Page last updated at 01:37 GMT, Friday, 27 July 2007 02:37 UK

Universities have Diploma doubts

Bricklaying
Construction will be one of the first subject areas for Diplomas

Fewer than four in 10 university admissions officers see the vocational Diploma as a "good alternative" to A-levels, a survey suggests.

The government wants Diplomas, set to be launched next year in England, to be a qualification that will allow students to find places at university.

Of those polled, 38% saw Diplomas as a suitable alternative, while 88% backed the International Baccalaureate.

ACS International Schools polled about one-third of admissions officers.

'Two-tier system'

Its telephone survey also found that 33% of those questioned backed the forthcoming "Pre-U" exam.

The survey found that 41% of the admissions officers saw the Diploma as a "positive step forward", while the remainder either thought that it was not a step forward or did not know.

A majority of respondents also said that they thought the new qualification would result in a "two-tier system".

However, 70% of admissions officers questioned supported the principle of offering a wider range of qualifications, beyond the traditional A-level.

The response of universities towards the Diploma has been seen as important in establishing the credibility of the new qualification.

On Wednesday, Schools Secretary Ed Balls said that he wanted the Diploma to be available as a pathway to the top universities.

IT and media

The qualification is intended as a different type of qualification, linked to industry and providing an alternative to the academic A-level.
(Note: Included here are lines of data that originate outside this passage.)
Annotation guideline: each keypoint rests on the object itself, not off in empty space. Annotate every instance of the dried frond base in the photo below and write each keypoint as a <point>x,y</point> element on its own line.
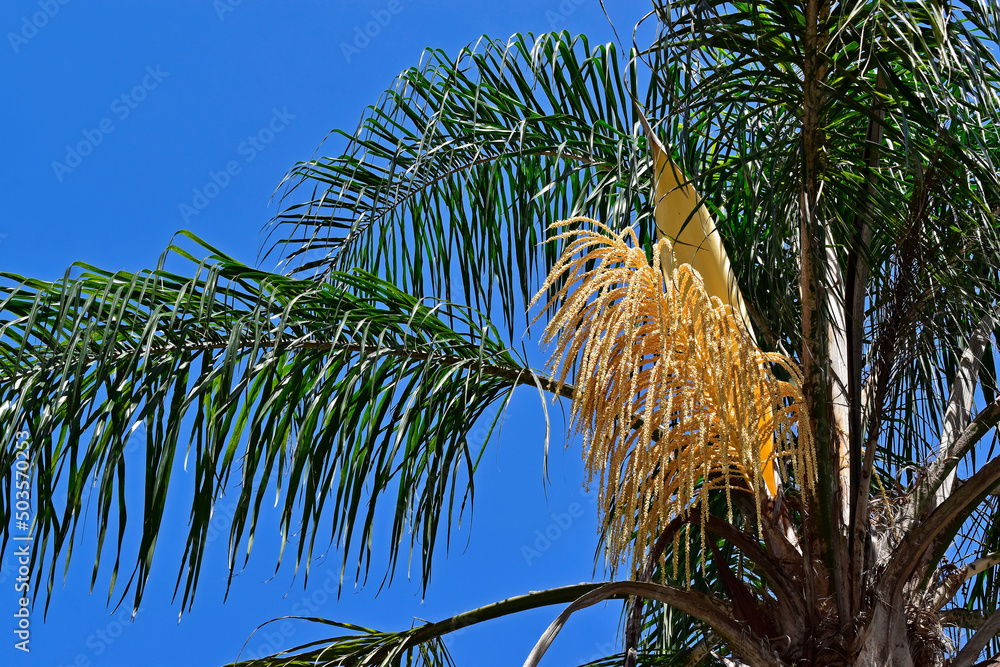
<point>673,397</point>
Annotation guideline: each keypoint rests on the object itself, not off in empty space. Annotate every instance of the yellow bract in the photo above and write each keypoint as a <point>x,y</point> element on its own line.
<point>673,397</point>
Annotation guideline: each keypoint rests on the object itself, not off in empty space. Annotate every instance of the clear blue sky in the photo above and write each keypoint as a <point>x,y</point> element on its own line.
<point>168,93</point>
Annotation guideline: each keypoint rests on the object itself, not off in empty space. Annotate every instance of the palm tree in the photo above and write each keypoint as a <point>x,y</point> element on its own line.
<point>823,496</point>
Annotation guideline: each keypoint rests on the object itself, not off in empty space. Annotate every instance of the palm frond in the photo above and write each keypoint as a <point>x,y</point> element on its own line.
<point>342,396</point>
<point>451,178</point>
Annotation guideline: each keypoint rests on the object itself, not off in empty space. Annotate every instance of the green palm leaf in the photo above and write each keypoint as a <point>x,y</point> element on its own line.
<point>338,395</point>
The first courses will be in construction, engineering, health, IT and media.

But the previous education secretary, Alan Johnson, had warned that the plans for a system of vocational qualifications "could go horribly wrong".

Mr Johnson later said the comment had been the "cardinal sin of giving a straight question an honest answer".

The survey was commissioned by ACS International Schools to see which qualifications would be most likely to be welcomed for university admissions.

Responding to the survey, a Department for Children, Schools and Families spokesperson defended the Diploma.

"As Ed Balls said earlier this week, we have been working with employers and universities in designing the Diplomas to offer choice and opportunity and to ensure they meet the needs of both employers and learners."

"Also this week, the draft for the new engineering diploma was welcomed by university vice chancellors and the engineering employment sector."